Date of Award

2018

Document Type

Open Access Dissertation

Department

English Language and Literatures

Sub-Department

College of Arts and Sciences

First Advisor

John Muckelbauer

Abstract

This dissertation explores the connections between martial arts training, rhetorical theory, and composition pedagogy. The central focus of this project is the common understanding of an argument as a “fight,” and by investigating the training practices of fighting arts, this project expands and complicates what an agonistic orientation can offer argument, teaching, and writing. This inquiry has two parts. Part one explores the importance and influence of ancient Greek martial arts practices in Platonic, Aristotelian, and Sophistic argumentation. By focusing on the “mixed” martial art of pankration, I challenge the pervasive binary of “open hand” and “closed fist” as a way to categorize and characterize arguments that conflates their technical and ethical differences.
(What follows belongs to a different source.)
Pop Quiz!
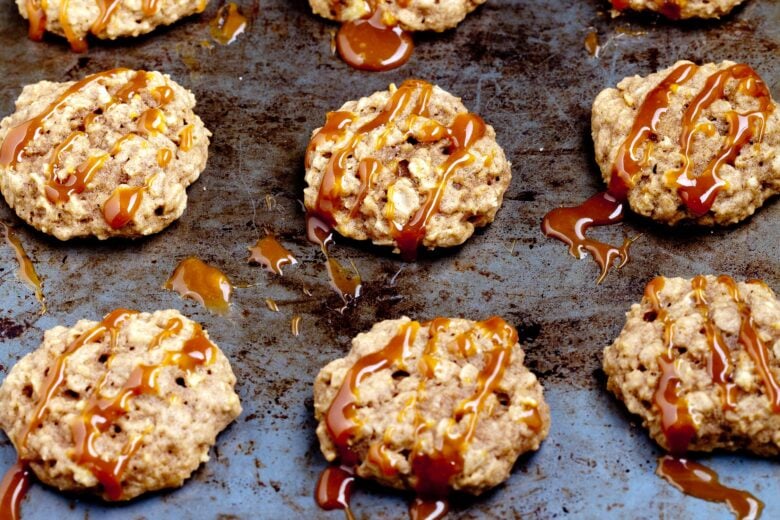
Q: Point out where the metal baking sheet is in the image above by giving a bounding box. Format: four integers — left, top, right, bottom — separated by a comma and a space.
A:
0, 0, 780, 519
Part two turns to Japanese martial arts training for approaches to foundational problems in writing instruction: basics of grammar and syntax, form of writing assignments, and the practice of peer critique. By using the threefold method of kihon, kata, and kumite, I defamiliarize and provide a different orientation for discarded current-traditional rhetoric approaches. By investigating martial arts training practices as an approach to rhetoric and composition, I offer a theory and pedagogy of affirmative contention that challenges problematically reductive views of conflict and argument, provides skills and tactics for rhetorical self-defense, and encourages an ethical orientation to language-work that challenges injustices both inside the classroom and “on the street.”